Thailand’s northernmost province is a cultural crossroads, full of historical and religious landmarks, natural wonders, and ethnic charm.
by Percy Roxas.
Located in the north of Thailand, Chiang Rai—the name of both the province and its capital—is home to most of the region’s hill tribes, which enrich an already diverse melting pot of cultures and traditions.
The city was founded by King Mengrai in 1262 and became the capital of the Mengrai dynasty. In 1432, the most revered Buddha statue, the Phra Keaow (Emerald Buddha), was discovered in Chiang Rai when an earthquake split the chedi at Wat Phra Keaow and the beautiful jade figure concealed within was revealed. That forever etched Chiang Rai in Thai history.

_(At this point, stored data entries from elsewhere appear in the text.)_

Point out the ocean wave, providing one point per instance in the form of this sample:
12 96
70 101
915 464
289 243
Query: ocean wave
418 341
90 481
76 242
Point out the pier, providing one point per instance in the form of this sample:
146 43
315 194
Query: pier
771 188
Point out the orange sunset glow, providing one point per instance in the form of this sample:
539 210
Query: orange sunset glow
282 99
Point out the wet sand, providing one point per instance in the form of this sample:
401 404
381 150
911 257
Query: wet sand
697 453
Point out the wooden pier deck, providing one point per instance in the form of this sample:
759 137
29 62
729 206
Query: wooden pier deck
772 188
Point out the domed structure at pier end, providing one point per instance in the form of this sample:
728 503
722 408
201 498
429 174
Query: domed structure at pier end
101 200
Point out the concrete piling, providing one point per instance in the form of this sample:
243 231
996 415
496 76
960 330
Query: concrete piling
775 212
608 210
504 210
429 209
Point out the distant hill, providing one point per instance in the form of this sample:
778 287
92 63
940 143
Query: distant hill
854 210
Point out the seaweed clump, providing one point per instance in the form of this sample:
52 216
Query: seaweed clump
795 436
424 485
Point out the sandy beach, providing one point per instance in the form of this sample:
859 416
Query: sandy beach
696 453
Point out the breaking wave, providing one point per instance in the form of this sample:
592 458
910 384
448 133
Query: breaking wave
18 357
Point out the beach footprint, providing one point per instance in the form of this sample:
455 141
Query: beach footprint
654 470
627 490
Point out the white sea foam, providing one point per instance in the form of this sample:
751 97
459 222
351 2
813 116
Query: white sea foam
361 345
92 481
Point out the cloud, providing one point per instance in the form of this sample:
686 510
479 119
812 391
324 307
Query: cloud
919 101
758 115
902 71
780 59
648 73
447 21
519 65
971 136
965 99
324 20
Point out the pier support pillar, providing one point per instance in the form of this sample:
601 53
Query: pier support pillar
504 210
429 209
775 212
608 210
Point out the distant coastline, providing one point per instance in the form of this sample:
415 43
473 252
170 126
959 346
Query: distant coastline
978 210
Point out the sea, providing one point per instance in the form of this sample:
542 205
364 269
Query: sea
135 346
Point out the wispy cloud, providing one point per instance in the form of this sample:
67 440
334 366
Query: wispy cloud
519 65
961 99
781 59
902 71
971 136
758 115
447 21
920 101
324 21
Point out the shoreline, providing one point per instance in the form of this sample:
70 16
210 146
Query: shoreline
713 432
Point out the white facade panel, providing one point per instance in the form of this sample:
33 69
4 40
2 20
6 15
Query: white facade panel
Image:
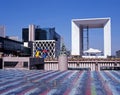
107 39
77 34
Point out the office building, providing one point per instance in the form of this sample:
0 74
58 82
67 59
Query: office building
78 26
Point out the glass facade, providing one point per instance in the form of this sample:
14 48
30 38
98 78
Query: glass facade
12 47
41 34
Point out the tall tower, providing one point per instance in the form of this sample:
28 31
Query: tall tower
31 32
2 31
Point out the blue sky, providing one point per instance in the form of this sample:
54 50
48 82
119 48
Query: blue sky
16 14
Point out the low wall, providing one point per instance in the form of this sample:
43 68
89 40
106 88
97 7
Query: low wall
91 65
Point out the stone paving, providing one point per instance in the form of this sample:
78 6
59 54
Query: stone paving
40 82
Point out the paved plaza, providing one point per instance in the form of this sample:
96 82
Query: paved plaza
40 82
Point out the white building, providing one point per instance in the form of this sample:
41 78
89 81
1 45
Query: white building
77 33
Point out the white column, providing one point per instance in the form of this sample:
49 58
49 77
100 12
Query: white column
107 39
31 32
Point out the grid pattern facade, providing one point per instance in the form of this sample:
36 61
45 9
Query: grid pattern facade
51 45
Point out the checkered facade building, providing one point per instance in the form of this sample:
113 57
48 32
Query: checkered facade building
52 46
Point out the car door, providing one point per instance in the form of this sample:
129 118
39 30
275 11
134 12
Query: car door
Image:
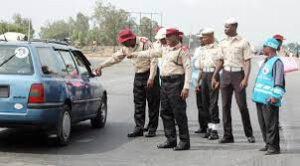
91 82
76 86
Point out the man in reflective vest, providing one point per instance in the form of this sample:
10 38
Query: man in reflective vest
267 94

The province is rich in natural attractions as well as history. Traces of its past are still everywhere, and they enrich modern-day Chiang Rai. Still a rural economy, Chiang Rai enjoys a slower pace of life, it is less crowded than other urban centers, and people are generally gentler. Several hill tribes—who still practice fascinating ways of life—make the destination a living repository of various cultures. Being a border province, it is also a tourism gateway for those looking to visit Myanmar and Laos.
When to Go
The cool season begins in late October and ends in February, and anytime between these periods is good for a visit. The coldest months are December and January, when the average evening temperature is between 10 and 15 degrees Celsius. Summer is from March to May, when the average daily temperature is 17 to 36 degrees Celsius. March is probably the best time to visit Chiang Rai, when the weather is between the hot and cool seasons.
What to See
For many visitors, the temples and historical landmarks—which are too numerous to mention here—are on top of the list. But don’t miss the Night Bazaar for its souvenirs, local products, and free cultural performances. Make sure you visit Chiang Saen, an ancient town located on the banks of the Mekong River. Tourist attractions farther afield include the Princess Mother Hall and Doi Mae Salong, located about 70 kilometers northwest of Chiang Rai and accessed by a scenic and sometimes quite steep road from Mae Chan. In Mae Salong, there is a museum detailing the plight of the Kuomintang after their exile from Mao Tse-tung’s China, and after they were forced to leave Burma from where they entered Thailand. Doi Tung Royal Villa is the final residence of the mother of the King of Thailand, known as the Princess Mother, located at Km 12 on Highway 1149. This magnificent villa was built on the mountain overlooking the surrounding hills and valleys in a unique mix of Swiss and Lanna architectural styles. Adjacent to the villa is a large flower-filled garden, and a memorial hall commemorating the Princess Mother. At the Gate of Siam on the border with Laos, you can stand high up on a mountain with Laos directly in front and the mighty Mekong River flowing below. Also see Saun Mai Ngam Park, featuring many beautiful trees and flowers, some of which are more than 100 years old. This is where the Chiang Rai Flower Festival is held every year, usually in December. And make an effort to visit at least one hill tribe village.
What to Do
Trekking, boat trips, elephant safaris, a side trip to the Golden Triangle, shopping for ethnic goods, whitewater rafting, border hopping—these are just some of the many activities you can enjoy in Chiang Rai. Of course, if you are a culture vulture, you should not miss out on the age-old temples, museums, and vestiges of an ancient civilization, when the province was under the rule of the Lanna Kingdom.
What to Buy
Chiang Rai is not a big shopping destination like Chiang Mai. If you want to buy souvenirs, you can go for local items such as handwoven cotton materials, dresses, silver ornaments, and woodcarving products. You might also want to sample popular local delicacies such as “naem” and “moo yo” (preserved and fermented pork sausages). Agricultural products include lychee, pineapple, tea, and other products from the Royal Projects are also abundantly available.
Chiang Rai’s location
- 200 kilometers northeast of Chiang Mai
- 62 km south of Mae Sai and the Burmese border
- 60 km southwest of the town of Chiang Saen, on the Mae Kong across from Laos
- 90 km north of Payao town
Visit the Golden Triangle, located about nine kilometers from the old town of Chiang Saen to the north, along the road parallel to the Mekong River. The area, locally called “Sop Ruak,” is where the Mekong meets the Ruak River and also where the borders of Laos, Myanmar, and Thailand meet. There are remains of many ancient places and structures that make this area great for sightseeing.